Defendant was jury-convicted of the felony of selling marijuana.1 §§ 195.020 and 195.200-1(4).2 In accordance with the verdict, defendant was sentenced to imprisonment for five years. He appeals.
The trial evidence was laconic. While conducting an undercover investigation in Pulaski County, a trooper for the Missouri State Highway Patrol entered the Tinkle Bar in Waynesville and while there, according to his testimony, purchased from defendant a quantity of what was represented to be marijuana for $18. Subsequent laboratory examinations of the substance purchased verified it was marijuana. Testifying in his own behalf, defendant denied ever having met the patrolman, ever having been in the Tinkle Bar and ever having sold marijuana to the trooper.
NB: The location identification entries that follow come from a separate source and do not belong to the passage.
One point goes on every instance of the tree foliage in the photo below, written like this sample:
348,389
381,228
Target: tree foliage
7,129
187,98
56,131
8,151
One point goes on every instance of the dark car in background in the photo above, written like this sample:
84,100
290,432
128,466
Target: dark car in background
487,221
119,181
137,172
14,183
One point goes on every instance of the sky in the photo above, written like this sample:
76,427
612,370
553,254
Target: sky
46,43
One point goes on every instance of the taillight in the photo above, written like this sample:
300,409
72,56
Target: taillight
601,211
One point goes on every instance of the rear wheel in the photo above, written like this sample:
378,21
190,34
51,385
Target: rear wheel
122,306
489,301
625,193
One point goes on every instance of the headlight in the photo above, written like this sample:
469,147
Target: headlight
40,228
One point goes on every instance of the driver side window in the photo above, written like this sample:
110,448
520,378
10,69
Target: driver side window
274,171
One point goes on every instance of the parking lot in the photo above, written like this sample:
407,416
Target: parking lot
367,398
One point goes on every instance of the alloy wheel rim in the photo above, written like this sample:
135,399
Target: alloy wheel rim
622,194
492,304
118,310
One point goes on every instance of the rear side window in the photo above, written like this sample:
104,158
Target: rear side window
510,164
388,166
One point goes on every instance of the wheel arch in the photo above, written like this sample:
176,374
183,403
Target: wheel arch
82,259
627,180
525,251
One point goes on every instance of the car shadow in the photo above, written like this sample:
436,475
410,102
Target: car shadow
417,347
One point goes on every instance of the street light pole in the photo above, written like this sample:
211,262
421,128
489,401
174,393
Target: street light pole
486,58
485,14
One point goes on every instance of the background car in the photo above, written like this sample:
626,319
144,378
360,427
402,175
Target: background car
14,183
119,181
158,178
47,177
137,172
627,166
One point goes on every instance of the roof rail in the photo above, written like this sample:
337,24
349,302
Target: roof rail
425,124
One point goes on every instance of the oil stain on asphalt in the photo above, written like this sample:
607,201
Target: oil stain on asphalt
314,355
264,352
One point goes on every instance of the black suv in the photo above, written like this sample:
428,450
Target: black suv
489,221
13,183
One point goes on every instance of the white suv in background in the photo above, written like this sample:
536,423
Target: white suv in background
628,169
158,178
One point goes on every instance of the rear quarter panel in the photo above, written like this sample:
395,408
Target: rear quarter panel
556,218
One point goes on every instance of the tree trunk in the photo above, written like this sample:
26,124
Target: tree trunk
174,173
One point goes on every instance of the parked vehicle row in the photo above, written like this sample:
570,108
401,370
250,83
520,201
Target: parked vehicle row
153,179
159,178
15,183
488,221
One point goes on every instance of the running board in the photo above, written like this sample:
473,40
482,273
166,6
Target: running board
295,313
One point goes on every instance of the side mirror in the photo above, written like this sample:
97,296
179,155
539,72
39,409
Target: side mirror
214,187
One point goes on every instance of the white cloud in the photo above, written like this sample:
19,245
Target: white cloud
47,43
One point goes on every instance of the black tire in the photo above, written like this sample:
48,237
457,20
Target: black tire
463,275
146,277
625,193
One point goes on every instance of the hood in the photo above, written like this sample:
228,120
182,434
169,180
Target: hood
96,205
In this appeal the lone point relied on by defendant is that the trial court erred in failing to instruct the jury on the lesser included offense of possession of marijuana.3 Our statute, § 556.046-2, states: “The court shall not be obligated to charge the jury with respect to an included offense unless there is a basis for a verdict acquitting the defendant of the offense charged and convicting him of the included offense.”
The test of whether an instruction on a lesser, included offense is required is whether the evidence shows that defendant may not be guilty of the offense charged, i. e., selling marijuana, but may be guilty of the offense of mere possession of marijuana, an offense necessarily embraced in the charge. State v. Leigh, 466 S.W.2d 685, 686 (Mo.1971). Nevertheless, before instructions on included or lesser offenses are compelled, there must be evidentiary support for such offenses. It should be observed that defendant’s testimony was to the effect the crime charged had never occurred and that he was not present at the time and place of its alleged commission. Had defendant admitted possession of the marijuana and denied its sale to the trooper, an instruction on the lesser or included offense may have been required. However, the only defense evidence was as above indicated and there was no evidence in the state’s case that defendant merely had possession of the marijuana. Had the evidence warranted a finding that defendant was guilty only of possession, he would have been entitled to a separate instruction thereon. But here the state’s evidence was that possession and selling were continuous, inseparable acts. Consequently, the court did not err in failing to instruct on possession as a lesser included offense. State v. Washington, 357 S.W.2d 92, 95 (Mo.1962); State v. Sturgell, 530 S.W.2d 737, 739[4-6] (Mo.App.1975).
Judgment affirmed.
All concur.. Spelled “marihuana” in our statutes.
. References to statutes are to RSMo 1978, V.A.M.S.
.Such an instruction was proffered by defendant but refused by the trial court.